Ever since I was an embryo, I have always been in love with weird creatures. Colugos, giant octopi, dugongs, army ants, armadillos, max greebos, and of course, giant anteaters. This week, as I guide for ORYX Photo Tours on a Pantanal photography tour, I got to meet my first giant anteater. It’s been a childhood dream. I was expecting one, two, perhaps even three or four encounters while on photo safari. I had no idea that they are as common as trailer trash here amongst the Brahman cattle fields and Brazilian haciendas of the Pantanal. I stopped counting at 50.Even though one can drive around the farm roads and the highways and spot giant anteaters loping between termite mounds, sheep and cattle quite often, it’s another thing trying to get into a good position to photograph on a Pantanal photo safari.

They do not walk in straight lines. They amble wherever their very large nose takes them. A termite mound here, a termite mound there, they do have a pretty damn good sense of smell. With a nose like that, what would one expect?

If they get a whiff of you, they are gone.

To get myself, and my photographic clients, into optimum position, one must carefully overtake a giant anteater on foot, being ever so careful not to make a sound or to be seen or to get upwind of them. They will bolt like shaggy Casta Semanas, and vanish into the forests or woodlands that border the pastures they so favor.

It has happened dozens upon dozens of times over the past few days on our photography expedition as we endeavour to capture them in our viewfinders.

Pantanal photography tour
So, we choose a tree of shrub and try to get there as fast and quietly as possible ahead of the big nosed beast. Mostly, the anteater will cotton on and vanish. Other times they will walk slowly and purposefully towards our cunning concealment, only to change direction at the last minute and amble off after a winged termite , or whatever.
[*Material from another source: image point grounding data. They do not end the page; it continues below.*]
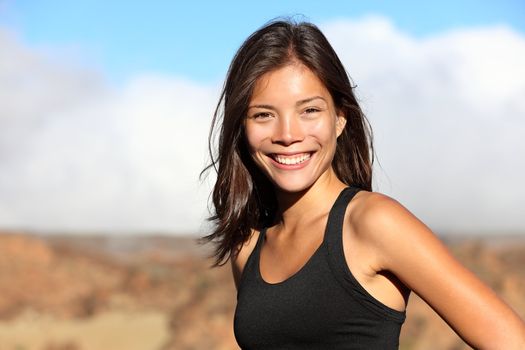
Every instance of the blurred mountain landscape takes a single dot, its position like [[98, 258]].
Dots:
[[90, 292]]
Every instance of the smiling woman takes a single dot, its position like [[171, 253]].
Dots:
[[319, 260]]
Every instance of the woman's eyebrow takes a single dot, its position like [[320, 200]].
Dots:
[[298, 103], [263, 106]]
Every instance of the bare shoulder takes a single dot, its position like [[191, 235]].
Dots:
[[375, 215], [238, 261], [384, 224]]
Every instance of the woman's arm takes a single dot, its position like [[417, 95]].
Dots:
[[409, 249]]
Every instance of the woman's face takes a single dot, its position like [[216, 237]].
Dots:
[[292, 127]]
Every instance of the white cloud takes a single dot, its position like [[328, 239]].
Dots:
[[448, 113], [79, 155]]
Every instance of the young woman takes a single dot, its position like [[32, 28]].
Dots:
[[319, 260]]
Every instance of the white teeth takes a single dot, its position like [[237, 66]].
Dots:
[[292, 160]]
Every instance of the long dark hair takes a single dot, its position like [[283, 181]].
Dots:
[[243, 198]]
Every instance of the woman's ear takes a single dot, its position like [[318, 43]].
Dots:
[[340, 123]]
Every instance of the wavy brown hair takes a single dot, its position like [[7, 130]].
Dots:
[[243, 198]]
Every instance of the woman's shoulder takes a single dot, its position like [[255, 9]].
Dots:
[[243, 252], [376, 217]]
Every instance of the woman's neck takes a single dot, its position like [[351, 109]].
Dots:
[[300, 207]]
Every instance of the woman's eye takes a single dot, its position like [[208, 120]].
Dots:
[[311, 110], [262, 115]]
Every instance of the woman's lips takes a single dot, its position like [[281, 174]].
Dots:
[[291, 161]]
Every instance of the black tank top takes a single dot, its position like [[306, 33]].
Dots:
[[322, 306]]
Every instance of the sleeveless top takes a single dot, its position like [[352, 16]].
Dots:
[[322, 306]]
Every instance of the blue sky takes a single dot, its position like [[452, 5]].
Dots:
[[196, 39], [113, 99]]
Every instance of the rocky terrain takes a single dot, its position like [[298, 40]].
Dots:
[[158, 293]]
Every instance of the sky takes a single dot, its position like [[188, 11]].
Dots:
[[105, 107]]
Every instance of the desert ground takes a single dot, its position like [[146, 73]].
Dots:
[[154, 292]]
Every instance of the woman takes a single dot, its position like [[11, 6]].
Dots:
[[319, 260]]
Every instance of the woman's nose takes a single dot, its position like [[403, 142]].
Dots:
[[287, 131]]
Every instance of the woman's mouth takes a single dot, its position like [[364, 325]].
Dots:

Its hit and miss. We throw our hopes to the wind. But then sometimes, magic happens and a giant anteater will be so intent on sniffing out termites here and there, that he or she completely fails to notice us. They come closer and closer and closer still, until we can hear their snuffles and the raking of their enormous claws in the hard soil of a nearby termitariuam (is that even a word?)

That’s when we regret we only have telephoto lenses. They are too close to focus on.

It’s happened four times in three days now on our photography tour, that a half blind, perhaps half brained, giant anteater has ambled to within inches of where we were gathered, our cameras clicking away in silent shutter mode; our breathing slow and quiet.

Its been magical.

photography tour
These shaggy beasts have passed so close we could smell them, and they never even knew we were there. I do not exaggerate when I say we have been crouched in silent awe as these bizarre creatures have intently dug away at the soil no more than a meter away from where we were.

Sometimes they appear to know something is awry. They lift their Lex Steel like apparatus into the air and swing it two and fro, sniffing loudly, but as long as the wind is in our favor, they seem not to notice we are there.

Literally, I thought they would walk over us. We have seen shaggy males with tales like giant witch’s brooms, mothers with tiny long nosed babies clinging to their outlandish hair. Each encounter, more magical than the last.

It’s been challenging, but wonderful Pantanal photo safari. Giant anteaters rock!!!